Tuesday, 30 de April de 2024 ISSN 1519-7670 - Ano 24 - nº 1285

Um clima de falência

JORNAL vs. LEITOR

Franklin Jorge (*)

Há pouco, conversando com um jovem colega de profissão, ele me confessava seu desencanto e traía uma certa perplexidade em relação à prática e ao futuro do jornalismo impresso, cada vez mais desafinado com o leitor. Para ele, como para muitos de nós, essa modalidade de jornalismo estaria com os dias contados.

Realmente, é indiscutível o clima de falência que permeia o cotidiano das redações, transformadas em mal disfarçados armazéns de nulidades ou em balcões de negócios a serviço da mais descarada manipulação, que fere a ética e os interesses da sociedade.

Como advogado das causas populares e tribuna da livre expressão, o jornal tornou-se inócuo e obsoleto como um corpo sem alma, quando não como um escoadouro de sórdidas maquinações ditadas pelo interesse de grupos políticos e econômicos que direcionam e distorcem a informação. Predado por políticos abutres, só tem sobrevivido como forma de hábito ou de gosto adquirido, que já não corresponde mais à pulsação da vida em sua pluralidade capitosa.

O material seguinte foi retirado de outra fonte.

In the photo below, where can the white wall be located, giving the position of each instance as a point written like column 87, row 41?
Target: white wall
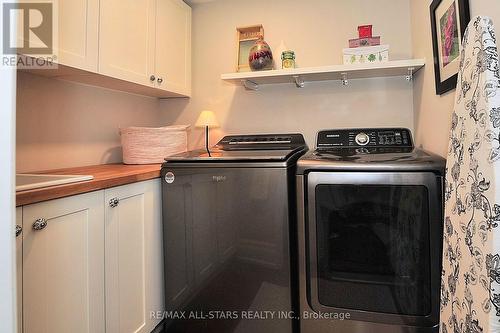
column 62, row 124
column 7, row 201
column 433, row 112
column 317, row 31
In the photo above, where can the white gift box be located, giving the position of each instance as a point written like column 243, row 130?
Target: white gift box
column 365, row 55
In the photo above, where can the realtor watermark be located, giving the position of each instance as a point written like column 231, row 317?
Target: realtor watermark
column 248, row 315
column 30, row 34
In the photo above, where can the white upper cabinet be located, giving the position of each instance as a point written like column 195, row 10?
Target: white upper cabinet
column 173, row 46
column 79, row 33
column 126, row 40
column 63, row 265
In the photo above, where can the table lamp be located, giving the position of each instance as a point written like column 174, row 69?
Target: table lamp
column 207, row 119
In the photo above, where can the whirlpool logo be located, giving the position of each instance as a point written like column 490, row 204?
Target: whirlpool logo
column 30, row 32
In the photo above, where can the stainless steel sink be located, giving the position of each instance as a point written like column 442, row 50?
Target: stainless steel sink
column 26, row 181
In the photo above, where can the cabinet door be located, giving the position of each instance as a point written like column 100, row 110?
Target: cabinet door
column 63, row 265
column 126, row 39
column 78, row 33
column 19, row 269
column 134, row 257
column 173, row 46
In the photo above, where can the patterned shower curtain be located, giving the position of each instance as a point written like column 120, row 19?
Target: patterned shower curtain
column 470, row 286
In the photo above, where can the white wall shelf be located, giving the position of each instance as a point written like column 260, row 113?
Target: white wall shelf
column 343, row 73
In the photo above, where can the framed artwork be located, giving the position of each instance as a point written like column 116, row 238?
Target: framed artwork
column 449, row 19
column 246, row 37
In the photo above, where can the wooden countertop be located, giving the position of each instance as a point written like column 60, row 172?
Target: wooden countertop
column 105, row 176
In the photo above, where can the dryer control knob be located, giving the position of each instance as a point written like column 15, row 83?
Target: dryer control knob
column 362, row 139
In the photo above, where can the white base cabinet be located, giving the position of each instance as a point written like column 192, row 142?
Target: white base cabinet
column 134, row 257
column 63, row 265
column 91, row 267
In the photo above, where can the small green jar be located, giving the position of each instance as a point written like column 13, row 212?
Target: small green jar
column 287, row 59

A novidade, que constitui o principal atrativo de uma imprensa antenada com o cotidiano, desertou das páginas dos jornais e deu lugar a uma horda de colaboradores despreparados e articulistas fúteis, completamente desprovidos de pensamento, que usam o jornal como adolescentes cheios de hormônio usam a mão. Assim nos servem, edição após edição, ejaculações precoces, representativas apenas do baixo nível cultural militante.

Idealismo e realismo

Desagradável mas óbvia demais para ser ignorada, chega-se à conclusão de que nenhum dos nossos jornais se distingue do outro, seja pela falta de tesão com que são produzidos, seja pela falta de sintonia com as exigências do leitor que, a partir do advento da internet, pode escolher à vontade o que deseja ler, seja pelo fato de acolher em suas colunas, especialmente, os mesmos colaboradores, cozinheiros inábeis de textos que parecem copiar a mesma receita temperada com idéias tão consistentes quanto um caldo de batatas.

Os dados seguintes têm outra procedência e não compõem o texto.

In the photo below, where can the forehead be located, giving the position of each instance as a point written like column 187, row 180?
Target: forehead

Hoje, em Natal, os jornais têm todos a mesma cara pasteurizada e se orientam pelas mesmas pautas, pela mesma abordagem superficial e, sobretudo, pelo mesmíssimo cuidado de não ferir suscetibilidades. Se, sem aviso prévio, passassem por um processo de fusão, o leitor distraído certamente não se aperceberia da ocorrência e continuaria lendo outro jornal pensando tratar-se do mesmo.

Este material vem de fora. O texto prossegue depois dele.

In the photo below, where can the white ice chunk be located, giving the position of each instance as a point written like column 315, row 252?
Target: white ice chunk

Ora, a identidade viceja com o conflito e a oposição. Aqui, porém, prevalece de há muito um artificial compadrio compulsório que desgasta a credibilidade dos veículos e estimula, no plano das idéias, uma prática masturbatória recíproca. Num contexto desses, o leitor é reduzido a espectador forçado de uma prática viciosa que empurra o jornalismo ladeira abaixo, sem dó nem piedade.

Freqüentemente convidado a participar de grupos de discussão e a proferir palestras, no âmbito da universidade e de instituições não-governamentais, sempre sou provocado no sentido de falar sobre este assunto, que me diz respeito e ao qual dediquei trinta anos de minha vida. É forçoso admitir, mas também perdi o interesse pelo jornalismo, e creio até que adquiri a síndrome da redação, como alguns professores, com o tempo e a mesmice, adquirem a da sala de aula…

Desde muito, antevi a falência do jornalismo e especialmente dessa imprensa sem opinião e sem a mínima disposição para ir buscar novos pontos de vista capazes de fundir, numa mesma expressão de vitalidade e de compromisso com o leitor, idealismo e realismo.